İlim binası veya ilim dünyası, her arının kendi peteğini diğer arıların çalışmalarıyla koordinasyon hâlinde ve âhenkli biçimde balla doldurduğu bir “arı kovanı”na benzetilebilir. Bir “arı kovanı”nda nasıl vazifeler, hiyerarşi, peteklerin geometrisi, balın mahiyeti gibi unsurlar belliyse, “ilim kovanı” da çoğunlukla böyledir, bunu andırır. Açıkçası, edebiyatçının nisbî bağımsızlığından farklı olarak, ilim dünyasında keyfîliğe, kendi kurallarını kendisinin tâyinine, vazifelerin savsaklanmasına genel çerçevede müsaade edilmez. Araştırmalarının vardığı neticeleri “yazıya geçirmek” de, işte böylesi sâbit kabul veya kuralların başta gelenlerindendir.
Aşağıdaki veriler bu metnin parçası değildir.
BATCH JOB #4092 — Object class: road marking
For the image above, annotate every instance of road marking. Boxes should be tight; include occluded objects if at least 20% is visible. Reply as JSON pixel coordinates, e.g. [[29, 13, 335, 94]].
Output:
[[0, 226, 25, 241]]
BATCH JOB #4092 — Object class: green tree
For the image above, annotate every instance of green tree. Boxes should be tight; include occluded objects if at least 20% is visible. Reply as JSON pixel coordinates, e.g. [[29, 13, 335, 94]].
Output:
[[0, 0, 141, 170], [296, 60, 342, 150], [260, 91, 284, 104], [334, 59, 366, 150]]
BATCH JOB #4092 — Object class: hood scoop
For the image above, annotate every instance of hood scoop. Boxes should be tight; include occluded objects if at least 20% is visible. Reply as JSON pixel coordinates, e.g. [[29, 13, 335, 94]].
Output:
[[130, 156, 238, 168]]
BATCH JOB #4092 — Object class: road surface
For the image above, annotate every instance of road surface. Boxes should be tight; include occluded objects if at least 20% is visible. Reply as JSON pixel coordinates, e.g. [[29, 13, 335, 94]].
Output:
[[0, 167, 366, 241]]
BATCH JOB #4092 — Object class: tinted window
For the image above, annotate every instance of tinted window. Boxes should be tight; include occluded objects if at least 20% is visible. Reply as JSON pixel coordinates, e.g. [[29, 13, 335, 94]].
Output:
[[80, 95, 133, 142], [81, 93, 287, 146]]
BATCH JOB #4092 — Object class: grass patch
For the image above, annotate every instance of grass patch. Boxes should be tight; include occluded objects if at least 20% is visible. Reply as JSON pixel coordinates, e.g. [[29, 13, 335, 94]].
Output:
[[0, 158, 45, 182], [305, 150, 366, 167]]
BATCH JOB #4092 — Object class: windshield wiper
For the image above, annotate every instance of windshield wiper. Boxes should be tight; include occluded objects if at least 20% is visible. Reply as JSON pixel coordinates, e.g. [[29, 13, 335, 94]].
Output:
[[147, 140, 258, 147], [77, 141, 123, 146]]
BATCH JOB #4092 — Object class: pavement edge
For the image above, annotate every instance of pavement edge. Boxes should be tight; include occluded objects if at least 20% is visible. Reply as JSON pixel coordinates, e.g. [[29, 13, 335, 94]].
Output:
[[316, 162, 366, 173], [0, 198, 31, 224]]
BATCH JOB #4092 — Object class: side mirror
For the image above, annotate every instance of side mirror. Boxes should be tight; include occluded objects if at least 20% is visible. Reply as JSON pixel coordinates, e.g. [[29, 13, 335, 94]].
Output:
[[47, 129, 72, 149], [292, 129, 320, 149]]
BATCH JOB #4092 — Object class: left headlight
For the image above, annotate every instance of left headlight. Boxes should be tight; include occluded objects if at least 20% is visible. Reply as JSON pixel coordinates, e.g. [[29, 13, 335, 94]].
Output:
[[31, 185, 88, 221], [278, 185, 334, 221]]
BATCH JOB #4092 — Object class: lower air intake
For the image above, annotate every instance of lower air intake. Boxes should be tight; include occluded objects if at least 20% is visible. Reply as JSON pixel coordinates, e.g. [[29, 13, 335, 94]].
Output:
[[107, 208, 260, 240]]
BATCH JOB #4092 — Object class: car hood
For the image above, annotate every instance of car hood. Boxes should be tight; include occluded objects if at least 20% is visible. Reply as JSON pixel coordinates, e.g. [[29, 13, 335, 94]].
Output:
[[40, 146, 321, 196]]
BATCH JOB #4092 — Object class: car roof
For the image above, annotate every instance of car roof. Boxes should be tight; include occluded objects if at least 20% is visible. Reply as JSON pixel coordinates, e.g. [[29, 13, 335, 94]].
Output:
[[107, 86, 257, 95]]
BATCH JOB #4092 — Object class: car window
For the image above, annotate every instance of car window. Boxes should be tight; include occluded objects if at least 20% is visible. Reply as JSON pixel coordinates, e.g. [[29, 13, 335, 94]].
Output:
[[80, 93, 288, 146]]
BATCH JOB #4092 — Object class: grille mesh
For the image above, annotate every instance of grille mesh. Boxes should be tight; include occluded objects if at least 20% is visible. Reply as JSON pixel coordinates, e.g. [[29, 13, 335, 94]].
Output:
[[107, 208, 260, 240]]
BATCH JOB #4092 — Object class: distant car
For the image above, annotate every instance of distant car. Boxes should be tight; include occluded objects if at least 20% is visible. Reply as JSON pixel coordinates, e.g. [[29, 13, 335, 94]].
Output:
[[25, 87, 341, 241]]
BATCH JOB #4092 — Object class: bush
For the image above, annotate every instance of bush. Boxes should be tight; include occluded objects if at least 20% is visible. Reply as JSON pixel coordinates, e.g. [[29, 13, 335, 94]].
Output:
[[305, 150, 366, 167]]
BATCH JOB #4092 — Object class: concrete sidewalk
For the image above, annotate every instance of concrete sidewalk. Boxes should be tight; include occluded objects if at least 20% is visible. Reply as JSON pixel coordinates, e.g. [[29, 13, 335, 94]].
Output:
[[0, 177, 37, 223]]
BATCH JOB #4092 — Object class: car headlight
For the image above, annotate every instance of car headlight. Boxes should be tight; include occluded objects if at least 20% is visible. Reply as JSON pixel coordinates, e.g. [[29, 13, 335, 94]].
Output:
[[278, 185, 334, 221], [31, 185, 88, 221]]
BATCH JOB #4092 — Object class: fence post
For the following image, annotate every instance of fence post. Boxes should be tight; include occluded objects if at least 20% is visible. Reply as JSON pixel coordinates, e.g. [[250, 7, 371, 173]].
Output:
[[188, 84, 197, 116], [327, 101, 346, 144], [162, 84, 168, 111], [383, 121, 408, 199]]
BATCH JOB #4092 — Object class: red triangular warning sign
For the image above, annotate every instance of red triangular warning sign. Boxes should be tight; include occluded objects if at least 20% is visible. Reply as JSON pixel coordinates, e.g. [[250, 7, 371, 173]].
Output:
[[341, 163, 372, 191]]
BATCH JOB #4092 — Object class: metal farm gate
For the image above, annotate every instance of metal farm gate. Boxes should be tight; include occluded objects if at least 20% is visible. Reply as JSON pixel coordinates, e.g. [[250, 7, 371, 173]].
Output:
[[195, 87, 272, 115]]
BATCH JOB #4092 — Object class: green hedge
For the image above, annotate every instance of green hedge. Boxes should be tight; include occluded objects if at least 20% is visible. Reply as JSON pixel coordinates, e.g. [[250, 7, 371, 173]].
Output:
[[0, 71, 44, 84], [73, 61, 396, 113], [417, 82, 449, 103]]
“Yazı” sâyesinde ilim adamı, hem başkalarının eserini kendisine “hazır” temel veya malzeme kılabilecek, hem de başkalarının yaptıklarındaki doğruları tahkik edebileceği gibi, varsa onların eksik veya yanlışlarını da görebilecektir. Ama aynı zamanda, o nasıl başkalarını kontrol edebiliyorsa, başkaları da onu görüp kontrol edebilecektir. Böylelikle, tüm insanlık için “keyfîliğe müsaade etmeyen” bir ilim binası, bir yandan muhafaza edilebilecek, bir yandan da sürekli kat ilâvesiyle zenginleşebilecektir. Kuşkusuz tam da bunun için, hem başkalarının hem kendisinin “sürekli yazması” gerekecektir.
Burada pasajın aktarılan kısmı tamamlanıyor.